Dies gilt auch, soweit die Klägerin in ihrer weiteren Begründung andeutet, daß der Anspruchsausschluß des § 65 Abs 6 SGB VII wegen Verstoßes gegen Art 6 Abs 1 des Grundgesetzes unwirksam sei. Auch und insbesondere insoweit fehlt es an einer Auseinandersetzung mit der vorliegenden höchstrichterlichen Rechtsprechung.
Nach § 160 Abs 2 Nr 3 SGG ist die Revision nur zuzulassen, wenn ein Verfahrensmangel geltend gemacht wird, auf dem die angefochtene Entscheidung beruhen kann; der geltend gemachte Verfahrensmangel kann nicht auf eine Verletzung der §§ 109 (Anhörung eines bestimmten Arztes) und 128 Abs 1 Satz 1 SGG (freie richterliche Beweiswürdigung) und auf eine Verletzung des § 103 SGG (Aufklärung des Sachverhalts von Amts wegen) nur gestützt werden, wenn er sich auf einen Beweisantrag bezieht, dem das LSG ohne hinreichende Begründung nicht gefolgt ist. Es muß substantiiert dargelegt werden, aufgrund welcher Rechtsauffassung des LSG Tatsachenfragen klärungsbedürftig erscheinen und es zu einer genau darzulegenden Sachaufklärung drängen mußten (BSG SozR 1500 § 160a Nr 34).

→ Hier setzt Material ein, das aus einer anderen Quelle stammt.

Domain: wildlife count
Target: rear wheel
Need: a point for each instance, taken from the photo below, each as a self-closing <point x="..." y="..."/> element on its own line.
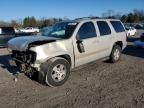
<point x="115" y="54"/>
<point x="56" y="72"/>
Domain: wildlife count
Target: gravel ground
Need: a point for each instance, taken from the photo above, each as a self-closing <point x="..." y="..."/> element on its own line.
<point x="95" y="85"/>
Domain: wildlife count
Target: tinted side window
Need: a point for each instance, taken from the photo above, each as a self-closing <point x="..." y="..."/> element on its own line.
<point x="87" y="30"/>
<point x="117" y="26"/>
<point x="8" y="30"/>
<point x="103" y="28"/>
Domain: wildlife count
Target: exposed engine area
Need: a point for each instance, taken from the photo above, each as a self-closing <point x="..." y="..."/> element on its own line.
<point x="24" y="60"/>
<point x="26" y="57"/>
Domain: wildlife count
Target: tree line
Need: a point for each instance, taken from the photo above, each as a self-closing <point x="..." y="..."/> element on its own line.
<point x="136" y="16"/>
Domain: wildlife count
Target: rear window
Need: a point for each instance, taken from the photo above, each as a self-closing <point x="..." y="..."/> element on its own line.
<point x="117" y="26"/>
<point x="7" y="30"/>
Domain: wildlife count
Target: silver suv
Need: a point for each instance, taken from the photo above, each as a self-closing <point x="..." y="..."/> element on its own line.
<point x="68" y="45"/>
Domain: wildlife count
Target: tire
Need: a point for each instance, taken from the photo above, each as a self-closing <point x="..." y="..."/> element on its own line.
<point x="54" y="72"/>
<point x="115" y="54"/>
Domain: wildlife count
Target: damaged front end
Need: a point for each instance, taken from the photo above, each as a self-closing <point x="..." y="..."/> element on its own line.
<point x="25" y="61"/>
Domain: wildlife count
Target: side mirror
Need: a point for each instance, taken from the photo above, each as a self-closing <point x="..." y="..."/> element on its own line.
<point x="80" y="45"/>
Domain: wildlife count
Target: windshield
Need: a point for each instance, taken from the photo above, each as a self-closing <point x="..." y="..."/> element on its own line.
<point x="62" y="30"/>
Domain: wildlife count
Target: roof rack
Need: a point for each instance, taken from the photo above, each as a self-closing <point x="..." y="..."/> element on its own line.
<point x="87" y="18"/>
<point x="94" y="18"/>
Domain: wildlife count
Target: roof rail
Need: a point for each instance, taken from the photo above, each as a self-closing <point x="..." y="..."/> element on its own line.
<point x="87" y="18"/>
<point x="95" y="18"/>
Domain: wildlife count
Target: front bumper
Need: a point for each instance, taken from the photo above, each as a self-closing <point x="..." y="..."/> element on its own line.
<point x="139" y="43"/>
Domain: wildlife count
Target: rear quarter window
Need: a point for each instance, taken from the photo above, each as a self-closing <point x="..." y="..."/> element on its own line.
<point x="117" y="25"/>
<point x="104" y="28"/>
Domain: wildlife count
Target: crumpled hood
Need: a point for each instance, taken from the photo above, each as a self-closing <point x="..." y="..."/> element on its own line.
<point x="22" y="43"/>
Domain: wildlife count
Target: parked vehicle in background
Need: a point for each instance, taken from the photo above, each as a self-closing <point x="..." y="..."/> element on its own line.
<point x="69" y="45"/>
<point x="131" y="31"/>
<point x="29" y="30"/>
<point x="46" y="30"/>
<point x="142" y="37"/>
<point x="6" y="33"/>
<point x="141" y="41"/>
<point x="139" y="26"/>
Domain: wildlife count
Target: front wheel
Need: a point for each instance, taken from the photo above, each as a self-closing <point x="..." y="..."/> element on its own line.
<point x="56" y="71"/>
<point x="115" y="54"/>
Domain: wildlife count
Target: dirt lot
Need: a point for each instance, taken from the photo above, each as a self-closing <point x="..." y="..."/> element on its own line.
<point x="96" y="85"/>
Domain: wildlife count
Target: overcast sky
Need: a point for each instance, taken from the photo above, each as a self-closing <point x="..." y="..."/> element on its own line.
<point x="15" y="9"/>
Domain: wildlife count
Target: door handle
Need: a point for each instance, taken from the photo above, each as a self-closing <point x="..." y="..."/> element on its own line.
<point x="111" y="37"/>
<point x="96" y="41"/>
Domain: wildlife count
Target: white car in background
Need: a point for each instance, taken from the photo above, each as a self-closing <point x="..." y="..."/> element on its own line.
<point x="29" y="30"/>
<point x="131" y="31"/>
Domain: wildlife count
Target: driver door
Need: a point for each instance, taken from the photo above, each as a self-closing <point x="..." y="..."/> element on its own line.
<point x="87" y="38"/>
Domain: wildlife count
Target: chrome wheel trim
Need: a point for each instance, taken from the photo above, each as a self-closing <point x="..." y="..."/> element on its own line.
<point x="116" y="54"/>
<point x="58" y="72"/>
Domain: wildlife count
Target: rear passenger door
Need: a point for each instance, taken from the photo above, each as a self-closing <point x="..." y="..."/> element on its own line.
<point x="104" y="37"/>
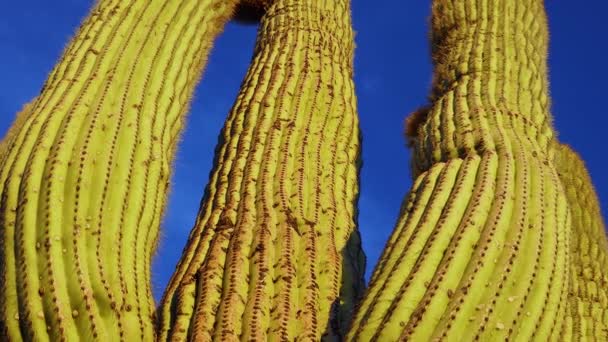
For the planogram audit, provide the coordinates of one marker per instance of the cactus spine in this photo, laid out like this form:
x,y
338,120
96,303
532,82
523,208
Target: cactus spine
x,y
480,251
587,305
83,175
275,253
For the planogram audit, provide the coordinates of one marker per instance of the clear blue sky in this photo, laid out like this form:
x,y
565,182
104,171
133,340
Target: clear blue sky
x,y
392,76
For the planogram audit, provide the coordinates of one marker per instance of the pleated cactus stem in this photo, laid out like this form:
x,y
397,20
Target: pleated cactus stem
x,y
587,306
480,250
84,173
275,253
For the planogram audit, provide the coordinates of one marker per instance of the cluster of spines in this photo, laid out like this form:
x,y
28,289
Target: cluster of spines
x,y
480,251
275,253
587,305
84,172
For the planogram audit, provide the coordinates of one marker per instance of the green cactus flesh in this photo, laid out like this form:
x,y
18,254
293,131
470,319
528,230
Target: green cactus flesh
x,y
480,251
274,253
587,305
84,172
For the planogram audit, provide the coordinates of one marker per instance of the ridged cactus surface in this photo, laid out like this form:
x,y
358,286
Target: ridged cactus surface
x,y
274,253
587,306
84,172
480,251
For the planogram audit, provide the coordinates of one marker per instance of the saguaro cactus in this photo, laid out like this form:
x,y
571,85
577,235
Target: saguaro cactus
x,y
84,172
275,253
587,306
480,251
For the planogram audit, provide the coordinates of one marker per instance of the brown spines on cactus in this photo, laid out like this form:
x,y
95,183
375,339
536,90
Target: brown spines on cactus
x,y
83,177
481,247
275,253
587,305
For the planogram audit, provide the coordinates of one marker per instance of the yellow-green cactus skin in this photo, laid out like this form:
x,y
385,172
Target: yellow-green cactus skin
x,y
84,172
274,253
481,248
587,306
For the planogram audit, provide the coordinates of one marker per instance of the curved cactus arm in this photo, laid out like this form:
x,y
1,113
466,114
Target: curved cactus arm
x,y
480,251
275,253
83,176
587,307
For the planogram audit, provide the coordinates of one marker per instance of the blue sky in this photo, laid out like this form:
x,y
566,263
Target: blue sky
x,y
392,76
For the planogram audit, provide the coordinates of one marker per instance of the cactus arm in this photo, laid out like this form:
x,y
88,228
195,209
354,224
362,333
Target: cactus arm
x,y
481,248
84,174
587,306
274,253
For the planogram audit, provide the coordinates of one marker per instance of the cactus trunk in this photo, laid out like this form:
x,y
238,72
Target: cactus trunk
x,y
480,251
587,306
275,253
84,172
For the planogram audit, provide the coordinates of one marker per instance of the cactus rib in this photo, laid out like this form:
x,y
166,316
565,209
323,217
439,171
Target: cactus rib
x,y
84,174
587,305
275,253
480,251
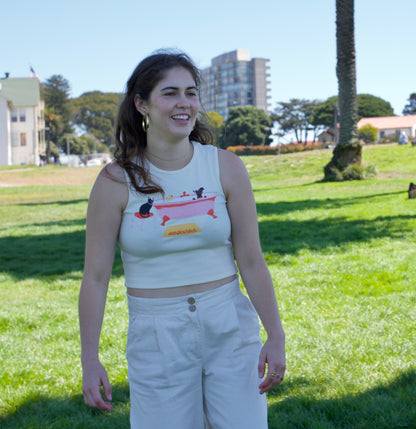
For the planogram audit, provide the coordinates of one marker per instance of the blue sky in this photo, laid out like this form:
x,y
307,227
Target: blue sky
x,y
96,45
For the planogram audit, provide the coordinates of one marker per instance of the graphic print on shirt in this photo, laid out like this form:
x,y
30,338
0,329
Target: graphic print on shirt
x,y
180,207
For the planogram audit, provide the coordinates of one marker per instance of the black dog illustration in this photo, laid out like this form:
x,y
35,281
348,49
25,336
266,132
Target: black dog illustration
x,y
145,208
412,190
198,193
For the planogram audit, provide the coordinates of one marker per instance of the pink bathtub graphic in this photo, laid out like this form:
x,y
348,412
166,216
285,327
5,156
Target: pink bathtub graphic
x,y
185,206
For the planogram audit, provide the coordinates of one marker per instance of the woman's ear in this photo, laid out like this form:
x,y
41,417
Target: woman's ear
x,y
141,105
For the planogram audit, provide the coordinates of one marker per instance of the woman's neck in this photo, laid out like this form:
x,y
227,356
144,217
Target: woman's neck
x,y
169,156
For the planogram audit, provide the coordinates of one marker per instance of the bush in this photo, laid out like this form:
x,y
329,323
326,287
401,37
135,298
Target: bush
x,y
267,150
391,138
368,133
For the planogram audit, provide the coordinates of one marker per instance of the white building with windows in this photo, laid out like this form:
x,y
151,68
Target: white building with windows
x,y
234,79
22,123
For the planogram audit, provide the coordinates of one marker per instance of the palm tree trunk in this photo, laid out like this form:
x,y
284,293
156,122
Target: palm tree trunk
x,y
348,150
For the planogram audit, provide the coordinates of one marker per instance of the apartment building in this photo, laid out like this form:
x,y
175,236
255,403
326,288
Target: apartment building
x,y
233,79
22,124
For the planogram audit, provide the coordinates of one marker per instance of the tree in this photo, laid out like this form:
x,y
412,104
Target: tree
x,y
410,108
295,116
83,145
369,106
55,92
247,126
95,112
348,151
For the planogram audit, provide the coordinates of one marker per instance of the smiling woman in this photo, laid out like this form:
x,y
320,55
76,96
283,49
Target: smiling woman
x,y
180,209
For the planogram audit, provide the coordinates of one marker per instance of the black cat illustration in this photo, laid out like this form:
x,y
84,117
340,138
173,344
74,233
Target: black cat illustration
x,y
145,208
198,193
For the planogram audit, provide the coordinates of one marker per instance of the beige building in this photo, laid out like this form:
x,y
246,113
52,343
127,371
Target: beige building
x,y
388,125
233,79
22,124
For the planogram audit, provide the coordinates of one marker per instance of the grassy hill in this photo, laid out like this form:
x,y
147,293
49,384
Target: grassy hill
x,y
341,256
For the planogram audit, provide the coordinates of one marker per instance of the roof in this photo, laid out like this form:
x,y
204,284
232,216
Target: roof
x,y
389,122
21,92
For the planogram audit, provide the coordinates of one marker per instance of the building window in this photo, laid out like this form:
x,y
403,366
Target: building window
x,y
22,115
15,139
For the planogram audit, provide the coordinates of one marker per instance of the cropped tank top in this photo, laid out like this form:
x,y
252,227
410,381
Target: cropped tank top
x,y
183,237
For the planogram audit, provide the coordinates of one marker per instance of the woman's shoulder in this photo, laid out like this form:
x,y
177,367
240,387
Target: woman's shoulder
x,y
233,172
111,184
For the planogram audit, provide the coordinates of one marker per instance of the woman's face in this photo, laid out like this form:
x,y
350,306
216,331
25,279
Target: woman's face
x,y
172,106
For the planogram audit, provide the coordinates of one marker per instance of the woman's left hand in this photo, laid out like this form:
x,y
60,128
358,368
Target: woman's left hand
x,y
272,354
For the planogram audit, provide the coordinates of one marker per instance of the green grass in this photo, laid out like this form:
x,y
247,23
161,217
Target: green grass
x,y
342,256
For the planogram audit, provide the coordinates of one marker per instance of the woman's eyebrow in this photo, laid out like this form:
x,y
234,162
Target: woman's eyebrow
x,y
175,88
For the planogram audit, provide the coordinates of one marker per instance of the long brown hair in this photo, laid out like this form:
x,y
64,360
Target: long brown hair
x,y
130,138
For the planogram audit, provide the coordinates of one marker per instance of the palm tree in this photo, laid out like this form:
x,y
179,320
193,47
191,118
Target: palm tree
x,y
348,149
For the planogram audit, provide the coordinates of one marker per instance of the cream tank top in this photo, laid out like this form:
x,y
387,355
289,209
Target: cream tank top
x,y
183,237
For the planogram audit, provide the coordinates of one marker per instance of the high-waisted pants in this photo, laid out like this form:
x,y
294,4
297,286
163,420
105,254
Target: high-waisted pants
x,y
192,362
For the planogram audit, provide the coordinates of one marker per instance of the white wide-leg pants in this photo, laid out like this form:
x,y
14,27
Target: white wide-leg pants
x,y
192,362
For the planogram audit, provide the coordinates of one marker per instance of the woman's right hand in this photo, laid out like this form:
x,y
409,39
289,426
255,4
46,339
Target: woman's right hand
x,y
94,377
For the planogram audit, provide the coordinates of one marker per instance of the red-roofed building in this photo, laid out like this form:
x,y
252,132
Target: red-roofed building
x,y
389,125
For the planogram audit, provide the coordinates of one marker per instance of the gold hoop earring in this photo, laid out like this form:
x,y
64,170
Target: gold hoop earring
x,y
145,123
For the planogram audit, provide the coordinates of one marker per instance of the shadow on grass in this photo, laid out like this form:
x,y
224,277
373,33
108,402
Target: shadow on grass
x,y
40,411
50,254
283,207
290,236
62,253
387,406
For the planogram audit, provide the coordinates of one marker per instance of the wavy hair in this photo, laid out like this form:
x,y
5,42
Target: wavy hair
x,y
130,139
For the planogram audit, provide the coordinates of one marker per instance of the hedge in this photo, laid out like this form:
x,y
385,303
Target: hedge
x,y
284,148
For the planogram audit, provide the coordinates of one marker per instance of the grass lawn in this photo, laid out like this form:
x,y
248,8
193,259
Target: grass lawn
x,y
342,256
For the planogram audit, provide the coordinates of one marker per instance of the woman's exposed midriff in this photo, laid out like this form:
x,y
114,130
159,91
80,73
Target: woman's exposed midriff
x,y
172,292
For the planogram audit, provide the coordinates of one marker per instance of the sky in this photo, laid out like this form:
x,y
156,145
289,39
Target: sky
x,y
96,45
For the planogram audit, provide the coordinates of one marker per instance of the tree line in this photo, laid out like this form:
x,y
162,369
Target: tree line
x,y
85,124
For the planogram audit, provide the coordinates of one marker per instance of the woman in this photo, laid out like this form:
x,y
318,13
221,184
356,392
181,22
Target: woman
x,y
180,210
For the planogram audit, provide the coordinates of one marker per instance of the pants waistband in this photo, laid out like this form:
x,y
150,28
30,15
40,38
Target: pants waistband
x,y
164,305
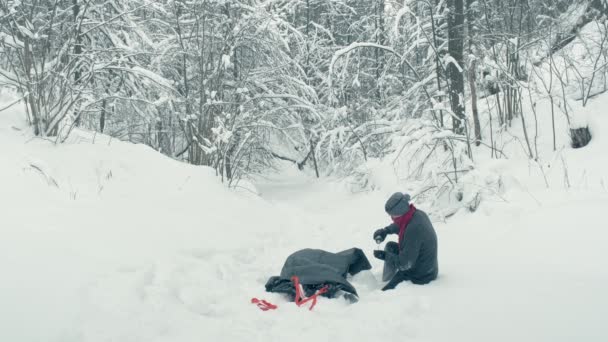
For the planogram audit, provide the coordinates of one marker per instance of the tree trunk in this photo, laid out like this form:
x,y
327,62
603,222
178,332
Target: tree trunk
x,y
472,70
455,49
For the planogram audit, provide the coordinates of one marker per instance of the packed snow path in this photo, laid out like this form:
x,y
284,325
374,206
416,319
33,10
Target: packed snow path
x,y
514,271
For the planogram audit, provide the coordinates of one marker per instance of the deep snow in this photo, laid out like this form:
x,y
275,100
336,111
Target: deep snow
x,y
132,246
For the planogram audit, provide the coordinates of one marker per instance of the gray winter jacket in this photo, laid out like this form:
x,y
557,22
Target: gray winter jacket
x,y
418,252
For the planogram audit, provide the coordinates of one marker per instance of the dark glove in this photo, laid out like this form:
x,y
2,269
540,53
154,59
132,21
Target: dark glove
x,y
380,235
380,254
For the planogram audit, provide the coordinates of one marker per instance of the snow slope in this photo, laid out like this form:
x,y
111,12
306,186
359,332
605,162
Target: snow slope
x,y
102,240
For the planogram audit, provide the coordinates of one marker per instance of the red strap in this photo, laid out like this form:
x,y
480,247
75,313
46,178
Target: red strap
x,y
299,300
263,304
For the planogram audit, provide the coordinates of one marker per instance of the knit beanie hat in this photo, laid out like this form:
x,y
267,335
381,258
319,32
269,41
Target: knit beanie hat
x,y
398,204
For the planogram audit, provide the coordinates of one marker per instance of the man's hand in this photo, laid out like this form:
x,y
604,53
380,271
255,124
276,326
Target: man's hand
x,y
380,235
380,255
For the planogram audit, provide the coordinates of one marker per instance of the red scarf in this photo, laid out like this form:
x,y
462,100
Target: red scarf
x,y
402,221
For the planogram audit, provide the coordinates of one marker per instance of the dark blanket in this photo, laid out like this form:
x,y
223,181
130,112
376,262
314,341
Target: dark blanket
x,y
317,268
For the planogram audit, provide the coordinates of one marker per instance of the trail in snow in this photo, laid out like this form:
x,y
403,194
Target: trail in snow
x,y
513,271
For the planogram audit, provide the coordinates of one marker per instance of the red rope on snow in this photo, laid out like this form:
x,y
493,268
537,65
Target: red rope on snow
x,y
300,299
263,304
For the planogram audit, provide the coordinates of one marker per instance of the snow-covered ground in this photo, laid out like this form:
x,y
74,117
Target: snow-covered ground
x,y
102,240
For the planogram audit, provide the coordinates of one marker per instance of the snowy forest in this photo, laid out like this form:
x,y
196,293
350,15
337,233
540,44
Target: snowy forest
x,y
120,119
328,85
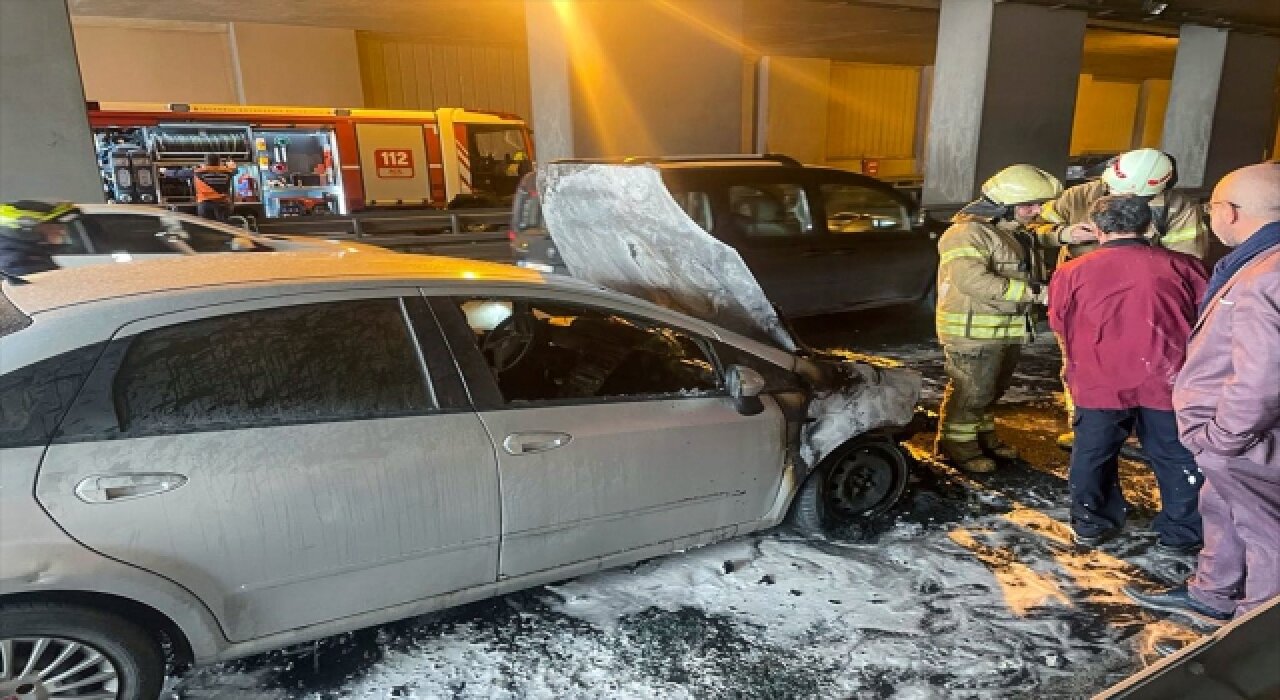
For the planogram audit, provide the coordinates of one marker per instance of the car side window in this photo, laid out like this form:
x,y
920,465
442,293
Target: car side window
x,y
698,206
127,233
73,241
32,399
208,239
858,209
561,352
769,210
278,366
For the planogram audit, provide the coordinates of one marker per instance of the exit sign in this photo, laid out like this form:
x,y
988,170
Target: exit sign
x,y
394,163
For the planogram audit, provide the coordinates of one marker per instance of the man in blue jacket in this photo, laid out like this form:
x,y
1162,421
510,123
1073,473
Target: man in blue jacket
x,y
30,233
1124,314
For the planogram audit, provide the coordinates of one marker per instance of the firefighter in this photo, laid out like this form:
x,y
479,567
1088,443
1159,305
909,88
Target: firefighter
x,y
30,233
990,275
214,182
1147,173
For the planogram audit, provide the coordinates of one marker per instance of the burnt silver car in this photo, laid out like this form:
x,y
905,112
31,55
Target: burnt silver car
x,y
214,456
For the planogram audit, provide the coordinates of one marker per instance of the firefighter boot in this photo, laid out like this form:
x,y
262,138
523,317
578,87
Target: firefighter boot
x,y
1066,440
995,447
967,456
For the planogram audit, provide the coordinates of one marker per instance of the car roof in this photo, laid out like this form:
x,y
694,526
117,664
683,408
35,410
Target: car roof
x,y
197,274
74,286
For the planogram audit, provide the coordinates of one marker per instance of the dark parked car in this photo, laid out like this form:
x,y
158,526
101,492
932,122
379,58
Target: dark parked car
x,y
818,239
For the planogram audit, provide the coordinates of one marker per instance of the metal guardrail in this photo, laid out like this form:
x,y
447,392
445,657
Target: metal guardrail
x,y
480,234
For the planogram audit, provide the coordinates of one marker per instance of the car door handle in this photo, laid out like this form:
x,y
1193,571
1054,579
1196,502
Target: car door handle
x,y
533,443
109,489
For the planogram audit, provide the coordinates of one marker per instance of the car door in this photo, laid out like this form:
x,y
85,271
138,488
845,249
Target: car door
x,y
882,257
613,431
287,461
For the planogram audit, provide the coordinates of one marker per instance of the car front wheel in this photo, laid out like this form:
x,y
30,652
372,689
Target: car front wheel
x,y
56,650
862,479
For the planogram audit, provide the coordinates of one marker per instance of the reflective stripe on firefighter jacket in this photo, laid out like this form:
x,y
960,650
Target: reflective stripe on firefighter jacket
x,y
1173,213
213,183
988,274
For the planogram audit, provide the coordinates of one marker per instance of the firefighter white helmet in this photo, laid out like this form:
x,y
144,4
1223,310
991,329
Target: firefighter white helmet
x,y
1022,184
1144,173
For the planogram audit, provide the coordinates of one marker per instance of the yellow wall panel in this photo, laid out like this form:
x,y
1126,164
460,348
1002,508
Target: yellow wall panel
x,y
872,111
405,72
1105,115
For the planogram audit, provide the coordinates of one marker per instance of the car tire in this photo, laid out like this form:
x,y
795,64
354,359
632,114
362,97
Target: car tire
x,y
126,649
862,479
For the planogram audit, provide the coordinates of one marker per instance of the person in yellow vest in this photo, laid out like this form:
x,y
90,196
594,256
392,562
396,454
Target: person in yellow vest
x,y
990,275
1147,173
213,182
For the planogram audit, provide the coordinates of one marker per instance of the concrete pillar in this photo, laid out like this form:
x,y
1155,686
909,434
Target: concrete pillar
x,y
643,77
46,150
1004,91
1221,106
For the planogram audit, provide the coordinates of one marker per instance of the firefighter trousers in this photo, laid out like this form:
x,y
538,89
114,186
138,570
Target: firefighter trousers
x,y
977,376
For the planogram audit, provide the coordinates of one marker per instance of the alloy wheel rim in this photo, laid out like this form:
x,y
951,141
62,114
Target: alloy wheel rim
x,y
859,483
44,667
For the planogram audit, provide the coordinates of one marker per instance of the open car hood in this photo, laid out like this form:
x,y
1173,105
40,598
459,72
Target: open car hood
x,y
618,227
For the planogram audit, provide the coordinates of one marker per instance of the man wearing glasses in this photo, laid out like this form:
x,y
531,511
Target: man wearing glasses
x,y
1228,405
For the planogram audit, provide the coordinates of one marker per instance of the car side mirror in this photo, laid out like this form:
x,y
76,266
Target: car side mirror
x,y
744,387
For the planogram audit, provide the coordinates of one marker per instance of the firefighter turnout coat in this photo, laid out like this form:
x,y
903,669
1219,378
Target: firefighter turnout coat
x,y
1175,222
988,275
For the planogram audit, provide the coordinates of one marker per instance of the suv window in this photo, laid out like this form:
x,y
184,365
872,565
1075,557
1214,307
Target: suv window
x,y
278,366
769,210
126,233
208,239
698,206
562,352
858,209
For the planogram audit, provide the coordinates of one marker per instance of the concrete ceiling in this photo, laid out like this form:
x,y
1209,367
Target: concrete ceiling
x,y
1125,40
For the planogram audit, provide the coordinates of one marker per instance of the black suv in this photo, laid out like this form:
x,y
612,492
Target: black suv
x,y
818,239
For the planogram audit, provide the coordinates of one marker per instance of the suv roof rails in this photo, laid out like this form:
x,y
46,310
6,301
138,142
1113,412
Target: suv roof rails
x,y
722,158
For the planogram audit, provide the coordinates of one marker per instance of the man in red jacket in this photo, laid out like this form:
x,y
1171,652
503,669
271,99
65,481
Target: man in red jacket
x,y
1123,314
1228,399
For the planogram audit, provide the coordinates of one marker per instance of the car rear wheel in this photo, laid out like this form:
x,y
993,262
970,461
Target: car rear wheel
x,y
862,479
55,650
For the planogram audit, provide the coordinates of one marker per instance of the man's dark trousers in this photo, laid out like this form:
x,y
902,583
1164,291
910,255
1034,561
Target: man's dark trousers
x,y
1097,504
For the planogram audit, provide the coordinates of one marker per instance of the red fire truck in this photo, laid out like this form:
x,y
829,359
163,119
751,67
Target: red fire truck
x,y
311,160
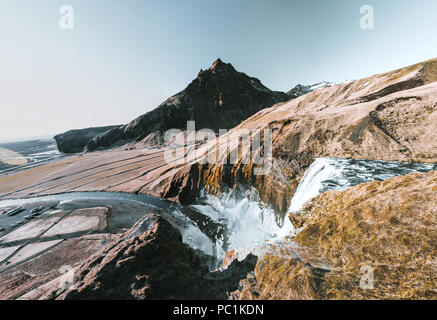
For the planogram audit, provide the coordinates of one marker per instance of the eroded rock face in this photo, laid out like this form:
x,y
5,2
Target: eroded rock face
x,y
391,116
151,262
219,98
74,141
388,227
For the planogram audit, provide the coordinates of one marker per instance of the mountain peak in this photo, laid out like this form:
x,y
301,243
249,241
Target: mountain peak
x,y
217,64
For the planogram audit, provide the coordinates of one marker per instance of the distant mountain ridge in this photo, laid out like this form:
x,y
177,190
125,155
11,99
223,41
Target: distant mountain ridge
x,y
301,90
219,98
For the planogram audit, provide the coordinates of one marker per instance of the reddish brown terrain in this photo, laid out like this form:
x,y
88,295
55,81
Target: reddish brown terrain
x,y
389,225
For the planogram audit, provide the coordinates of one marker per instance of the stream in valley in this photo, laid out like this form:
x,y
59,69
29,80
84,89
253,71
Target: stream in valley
x,y
237,219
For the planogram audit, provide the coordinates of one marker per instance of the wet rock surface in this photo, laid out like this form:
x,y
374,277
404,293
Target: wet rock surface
x,y
151,262
219,98
74,141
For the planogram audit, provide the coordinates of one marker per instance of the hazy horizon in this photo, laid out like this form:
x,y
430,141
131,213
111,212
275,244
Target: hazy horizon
x,y
125,58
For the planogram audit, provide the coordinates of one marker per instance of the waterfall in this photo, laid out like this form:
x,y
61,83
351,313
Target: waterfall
x,y
339,174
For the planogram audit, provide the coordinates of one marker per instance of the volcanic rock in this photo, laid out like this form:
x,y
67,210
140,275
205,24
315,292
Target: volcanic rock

Soweit die Klägerin eine Verletzung der Amtsermittlungspflicht rügt, fehlt es an der Bezeichnung eines berücksichtigungsfähigen Beweisantrages. Zur Zulässigkeit einer auf § 160 Abs 2 Nr 3 SGG gestützten Nichtzulassungsbeschwerde gehört es nämlich, daß der Beschwerdeführer den Beweisantrag, dem das LSG ohne hinreichende Begründung nicht gefolgt sein soll, so genau bezeichnet, daß er für das BSG ohne weiteres auffindbar ist (BSG SozR 1500 § 160 Nr 5 sowie Beschluß des Senats vom 20. Juli 1998 – B 2 U 93/98 B –). Mit ihren Ausführungen greift die Klägerin im Kern die Beweiswürdigung des Berufungsgerichts an. Eine solche Rüge ist im Verfahren der Nichtzulassungsbeschwerde indessen – wie erwähnt – nach § 160 Abs 2 Nr 3 Halbs 2 SGG ausdrücklich ausgeschlossen. Dieser Hinweis soll keinesfalls Zweifel an der Rechtmäßigkeit der Beweiswürdigung durch das LSG andeuten.
Schließlich ist auch die weiter vorgebrachte Rüge der Verletzung ihres Rechts auf rechtliches Gehör nicht schlüssig begründet worden und deshalb unzulässig. Hierzu trägt sie vor, das LSG habe das von der Beklagten im Verwaltungsverfahren beigezogene Pflegegutachten von Dr. W … vom 15. November 1996 zum Gegenstand der Entscheidung gemacht und daraus Schlüsse gezogen. Dieses beigezogene Gutachten sei ihr – der Klägerin – nicht zur Kenntnis gegeben worden. Wäre sie angehört worden, wäre das Urteil für sie günstig ausgefallen. Dies gelte um so mehr, als sie anläßlich ihrer Vernehmung durch das LSG erklärt habe, daß die Pflegebedürftigkeit ihres Ehemannes erst nach der Eheschließung aufgetreten sei und sie ihn vor der Eheschließung nicht gepflegt habe. Mit diesem Vorbringen hat die Klägerin einen Verfahrensfehler iS des § 160 Abs 2 Nr 3 SGG nicht hinreichend dargelegt. Denn der Verfahrensmangel einer Verletzung des Rechts auf rechtliches Gehör ist nur dann hinreichend iS des § 160 Abs 2 Nr 3 SGG iVm § 160a Abs 2 Satz 3 SGG bezeichnet, wenn ua angegeben wird, welches Vorbringen in Folge des Verstoßes verhindert worden ist (BSG SozR 1500 § 160a Nr 36). Die Klägerin hat indessen selbst vorgebracht, daß sie zur Pflegebedürftigkeit ihres Ehemannes vom LSG vernommen und somit auch gehört worden ist. Soweit das LSG, möglicherweise entgegen den Angaben der Klägerin, aus dem genannten Gutachten vom 15. November 1996 geschlossen haben sollte, daß die Klägerin um den eingeschränkten Gesundheitszustand des Verstorbenen schon bei der Eheschließung gewußt habe, greift die Klägerin mit ihrem Vorbringen auch hier allein die vom LSG vorgenommene Beweiswürdigung an. Dies kann jedoch, wie schon dargelegt, nicht zur Zulassung der Revision führen.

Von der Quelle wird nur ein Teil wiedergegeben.